Friday, December 15, 2017

Head and the Heart (Tradecraft)

Most of what I do running my business can be divided into head and heart activities, including managing inventory. I mention inventory because I'm thinking about my GAMA Trade Show presentation in March and it basically comes down to these two factors.

Head is running numbers, turn rate analysis, sales per square foot analysis and the like. If this hammer is the only tool in your toolbox, you can optimize your store out of existence. You can't run a store in your head, and if you could there would be one chain of stores in existence, all of commerce reduced to a mathematical formula. That's because there's heart.

When I say heart, it's not quite accurate, but it sounds good. Heart is really human psychology. Understanding human psychology is the second half of inventory management. And when I say "understanding," I mean vaguely having a feel. Your store has a perception in the mind of customers. That perception can be only vaguely influenced by marketing, because the heart can't be fooled that easily.

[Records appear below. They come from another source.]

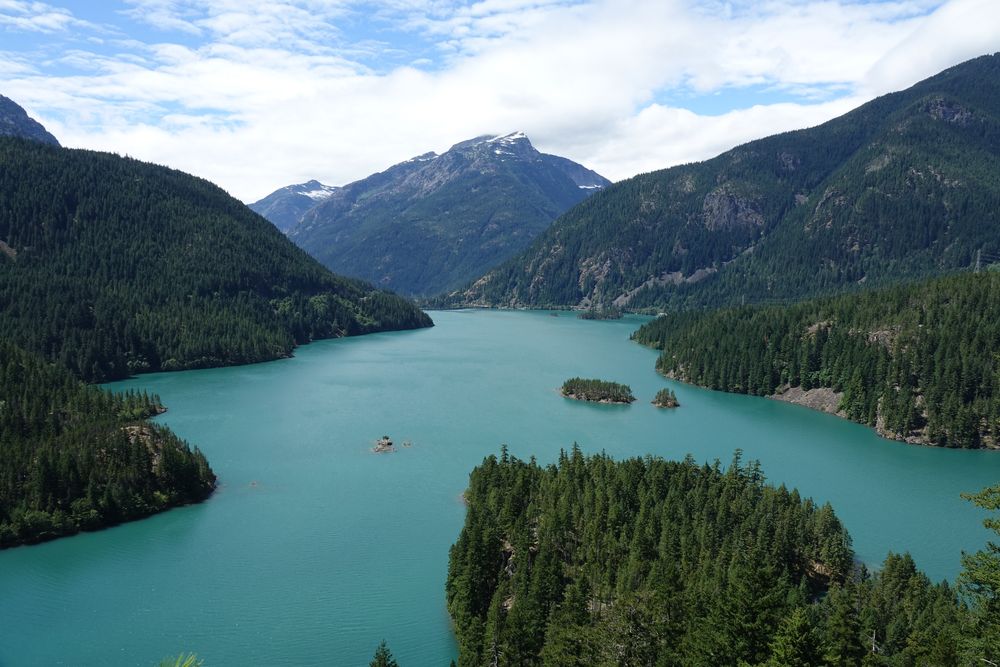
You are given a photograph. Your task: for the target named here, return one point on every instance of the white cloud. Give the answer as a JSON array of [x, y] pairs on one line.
[[259, 95], [36, 17]]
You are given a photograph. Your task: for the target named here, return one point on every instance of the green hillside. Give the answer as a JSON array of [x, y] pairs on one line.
[[73, 457], [434, 222], [113, 266], [903, 187], [917, 362]]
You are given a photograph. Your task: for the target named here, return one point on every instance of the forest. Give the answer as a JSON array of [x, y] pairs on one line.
[[915, 361], [649, 562], [597, 390], [77, 458], [113, 266]]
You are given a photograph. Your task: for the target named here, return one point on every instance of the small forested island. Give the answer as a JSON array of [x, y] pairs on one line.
[[601, 314], [915, 361], [111, 267], [598, 391], [665, 398], [78, 458], [652, 562], [384, 445]]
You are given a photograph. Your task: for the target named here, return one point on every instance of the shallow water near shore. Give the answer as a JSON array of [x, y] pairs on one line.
[[314, 548]]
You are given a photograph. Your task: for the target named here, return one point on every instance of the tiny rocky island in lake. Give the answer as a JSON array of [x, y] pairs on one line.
[[598, 391], [665, 398], [383, 445]]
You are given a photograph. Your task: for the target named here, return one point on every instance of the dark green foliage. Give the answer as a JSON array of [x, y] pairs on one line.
[[112, 266], [665, 398], [917, 361], [601, 314], [597, 390], [650, 562], [73, 457], [980, 580], [15, 122], [903, 187], [383, 657], [435, 222]]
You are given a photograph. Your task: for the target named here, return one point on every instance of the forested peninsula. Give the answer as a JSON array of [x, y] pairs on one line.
[[74, 457], [110, 267], [597, 391], [651, 562], [916, 362]]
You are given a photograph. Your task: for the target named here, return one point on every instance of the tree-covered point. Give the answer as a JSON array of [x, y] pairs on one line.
[[600, 391], [74, 457], [112, 266], [901, 188], [601, 314], [915, 361], [650, 562], [666, 398]]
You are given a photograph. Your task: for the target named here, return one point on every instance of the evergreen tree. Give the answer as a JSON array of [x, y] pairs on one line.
[[383, 657]]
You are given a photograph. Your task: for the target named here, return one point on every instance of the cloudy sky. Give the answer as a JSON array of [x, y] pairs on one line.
[[255, 95]]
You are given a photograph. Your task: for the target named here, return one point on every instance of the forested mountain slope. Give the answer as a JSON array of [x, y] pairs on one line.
[[286, 206], [113, 266], [435, 222], [902, 187], [917, 362], [652, 562]]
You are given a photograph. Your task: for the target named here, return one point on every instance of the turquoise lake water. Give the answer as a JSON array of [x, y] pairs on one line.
[[314, 549]]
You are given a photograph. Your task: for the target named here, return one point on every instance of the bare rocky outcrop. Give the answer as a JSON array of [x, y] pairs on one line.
[[723, 209], [823, 399]]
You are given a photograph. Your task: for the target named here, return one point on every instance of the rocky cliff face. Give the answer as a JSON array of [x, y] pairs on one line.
[[285, 207], [15, 121], [434, 222], [900, 188]]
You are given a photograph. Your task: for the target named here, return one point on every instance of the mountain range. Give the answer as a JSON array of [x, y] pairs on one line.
[[434, 222], [113, 266], [15, 122], [902, 187]]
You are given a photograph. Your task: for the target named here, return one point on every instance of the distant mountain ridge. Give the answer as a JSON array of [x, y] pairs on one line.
[[285, 207], [15, 122], [433, 222], [903, 187], [112, 266]]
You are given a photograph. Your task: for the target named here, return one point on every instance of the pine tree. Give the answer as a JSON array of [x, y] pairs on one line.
[[383, 657]]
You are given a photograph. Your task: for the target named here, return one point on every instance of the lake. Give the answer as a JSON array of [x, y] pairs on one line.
[[314, 548]]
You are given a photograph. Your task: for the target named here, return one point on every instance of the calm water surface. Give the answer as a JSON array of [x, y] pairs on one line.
[[314, 548]]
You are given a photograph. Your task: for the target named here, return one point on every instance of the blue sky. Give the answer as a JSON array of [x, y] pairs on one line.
[[255, 95]]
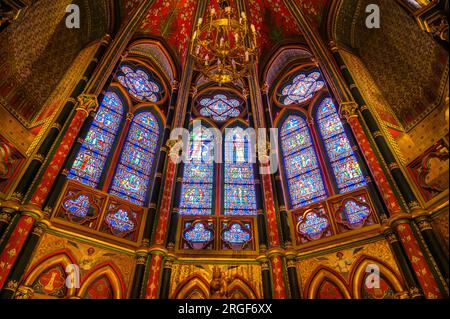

When a customer visits your store, their heart, their psychological view of your business, is imprinted upon them. Small things, like whether their butt was brushed in the aisles by a passing customer or whether the aroma was pleasing, can have a massive effect on their perception. Your store could be too small, so you make it bigger, but then it becomes too big and they wish it were smaller. It's so difficult that Americans don't even appreciate the winners of this game. They like underdogs and you are seriously screwed if you're perceived as being the bully, so everyone looks for someone they can punch at upwards. I can badmouth Amazon all day long, but I risk everything if I talk smack about that small shop across town.

When it comes to the heart and managing inventory, we work with concepts like "top of mind," as in when people think of their game, what business is at the top? This top of mind often has little to do with the head job of running numbers. For example, we have the product pyramid, in which 20% of dice make up 80% of sales, but if you drop the bottom 80%, sales plummet to insignificant numbers. You've lost top of mind. So you carry all the dice. But there is no product pyramid in board games or card sleeves, mostly, sometimes, often. I mean is there? Obtaining "top of mind" is not something you can quantify, so your mind topping may vary. You'll have to adjust constantly, and there is your job security.

So which product lines are about top of mind and which are about running the numbers? There is no right answer and I could come up with a philosophy in my store that doesn't work with another store I own across town. My guess is a master retailer sees with both their head and their heart all the time. They see through the eyes of the customer and grock what's important and what's not, what numbers can be crunched and when to let out slack for the sake of perception, an attempt to speak to the heart.